Они вовсе не собирались терпеть англичан или сотрудничать с ними. Но за долгую историю этих краев слишком часто через них прокатывались волны завоевателей и мигрирующих народов. И местные, в большинстве своем мусульмане, к XIX веку стали относиться к подобным явлениям прагматично. На северо-западе сикхи, как и мусульмане, легко приняли условия колониального правления. В отличие от многих индусских народов остальной Индии, они даже предпочли подписать мирный договор. Правда, в 40-х годах этого еще не произошло. Если большая часть того, что ныне называется Индией, очутилась под властью Британии посредством договоров или аннексий, то большая часть того, что ныне называется Пакистаном, была просто завоевана. Сражения здесь проходили чаще, потери были тяжелее. Северо-западный придаток британских владений достался завоевателям самой кровавой и самой сомнительной ценой.
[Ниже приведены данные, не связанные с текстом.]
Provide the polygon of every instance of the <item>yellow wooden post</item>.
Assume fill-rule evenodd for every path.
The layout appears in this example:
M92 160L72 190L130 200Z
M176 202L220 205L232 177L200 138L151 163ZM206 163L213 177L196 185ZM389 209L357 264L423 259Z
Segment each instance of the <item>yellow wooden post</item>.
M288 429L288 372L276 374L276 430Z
В безумном порыве коммерческих амбиций и стратегической паранойи британские власти в 1830 году поручили генерал-губернатору лорду Уильяму Бентинку открыть на реке Инд пароходную навигацию и в то же время избавить Британскую Индию от угрозы со стороны царской России, осуществлявшей экспансию в Среднюю Азию. Несколько миссий отправились вверх по реке и в глубь материка, в Пенджаб, Афганистан и ханства Средней Азии. Писались многочисленные отчеты, публиковались красочные рассказы, предъявлялись новые «географические открытия». Осторожные умы предупреждали, что Инд уже давно «открыт», насколько позволяет его непостоянная глубина и блуждающие грязевые отмели, а говорить о русском вторжении несколько преждевременно. Они заявляли, что набеги скорее усилят враждебность местного населения. Но близкий Афганистан дразнил фантазии бюрократов и амбиции штабных генералов.
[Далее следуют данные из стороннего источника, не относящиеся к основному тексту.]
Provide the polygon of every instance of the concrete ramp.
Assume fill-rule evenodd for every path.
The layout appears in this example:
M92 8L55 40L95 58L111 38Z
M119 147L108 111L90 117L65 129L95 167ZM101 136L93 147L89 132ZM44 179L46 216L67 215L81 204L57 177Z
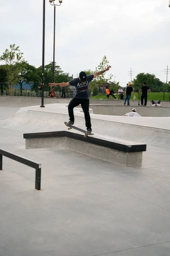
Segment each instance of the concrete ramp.
M84 129L84 114L76 108L75 125ZM92 111L91 111L92 112ZM91 114L93 132L136 142L170 145L170 118L128 117ZM0 122L4 128L24 132L54 131L65 129L68 116L65 104L23 108L12 118Z

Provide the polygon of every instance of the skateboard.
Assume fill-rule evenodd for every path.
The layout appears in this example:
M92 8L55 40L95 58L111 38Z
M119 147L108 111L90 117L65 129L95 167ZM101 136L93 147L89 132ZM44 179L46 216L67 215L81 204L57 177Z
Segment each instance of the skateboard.
M65 125L68 128L68 130L71 130L71 129L74 129L74 130L76 130L76 131L78 131L80 132L82 132L84 134L84 137L85 138L86 138L88 135L94 135L94 134L87 134L87 131L85 130L82 130L82 129L80 129L80 128L78 128L78 127L76 127L76 126L74 126L74 125L70 125L70 126L68 126L66 125L66 124L67 122L65 122L64 123Z
M134 104L135 104L135 100L136 99L136 96L134 95L133 96L133 105L134 105Z

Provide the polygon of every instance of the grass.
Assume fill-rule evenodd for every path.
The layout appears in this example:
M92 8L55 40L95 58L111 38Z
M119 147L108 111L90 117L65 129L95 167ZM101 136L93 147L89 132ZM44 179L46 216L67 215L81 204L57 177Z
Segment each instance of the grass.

В то же время концепции Афганистана как отдельной и независимой политической единицы, а не просто буферной зоны на индо-персидской границе, недоставало твердости. С одной стороны, Кабул в самом деле был пограничной провинцией Великих Моголов. Но большая часть того, что стало Афганистаном, обычно находилась под властью персов или узбеков. Еще недавно изменчивое царство Ахмад-шаха Абдали опиралось на завоевания в Индии и все равно не продержалось долго. К 1814 году внуки шаха, один из которых уже был ослеплен, бежали из Афганистана. Сперва они закрепились в сикхском княжестве в Лахоре. Там, стараниями главным образом шаха Шуджи (зрячего), Ранджит Сингх заполучил алмаз Кохинур в обмен на защиту и покровительство. Драгоценный камень сыграл роль отнюдь не семейного проклятия, а скорее, спасительного талисмана. В 1833 году Ранджит Сингх вместе с британцами помогал шаху Шудже вернуть царство. Но попытка оказалась неудачной. Вскоре в Кабуле обосновался Дост Мухаммед, глава соседнего пуштунского клана.
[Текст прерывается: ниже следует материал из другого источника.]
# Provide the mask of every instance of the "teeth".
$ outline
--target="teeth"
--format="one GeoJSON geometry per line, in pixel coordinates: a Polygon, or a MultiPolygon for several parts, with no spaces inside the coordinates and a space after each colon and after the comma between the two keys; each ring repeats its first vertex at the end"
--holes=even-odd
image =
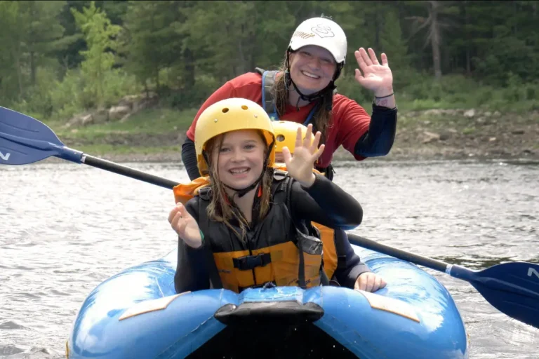
{"type": "Polygon", "coordinates": [[[309,77],[312,77],[313,79],[319,79],[319,76],[313,75],[312,74],[310,74],[309,72],[305,72],[305,71],[301,72],[302,74],[303,74],[305,76],[308,76],[309,77]]]}
{"type": "Polygon", "coordinates": [[[245,173],[248,170],[248,168],[244,168],[243,170],[230,170],[230,172],[232,172],[234,175],[237,175],[239,173],[245,173]]]}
Другое британское посольство в Кабуле в 1837 году хорошо отзывалось о Дост Мухаммеде. Британцы поспешили поддержать его в претензиях на Пешавар, вскоре отнятый у афганцев Ранджит Сингха. Предполагалось, что взамен Дост Мухаммед станет союзником британцев против Персии и России. Британцы очень старались, поскольку до них дошли сведения о том, что в Кабул явился русский посланник, предложивший Дост Мухаммеду от имени своего повелителя поддержку против Ранджит Сингха, если англичане это сделать откажутся.
Отчет об этих событиях кружок «безумных политиков» свалил на лорда Окленда — самого нерешительного из генерал-губернаторов — в его летней резиденции в Симле в 1838 году. Предположение о том, что Дост Мухаммед может заручиться поддержкой русских, подкреплялось «необоснованными претензиями» и «возрастающими амбициями, губительными для мира на границе с Индией». В великой спешке был заключен союз с Ранджит Сингхом и изгнанным шахом Шуджой. Дост Мухаммеда следовало сместить. На его место должен был сесть шах Шуджа. Для верности был организован еще и британский корпус, которому заодно поручили собрать контрибуцию с сикхов и афганцев. Эта «Индская армия» насчитывала около 20 000 человек, и примерно вдвое больше невоенных обеспечивали ее продвижение. В начале 1839 года они прошли 1500 км по испещренной оазисами пустыне, опустошили местные поля, прежде чем вскарабкаться в горы, в Боланский проход, откуда почти никто из них не вернулся.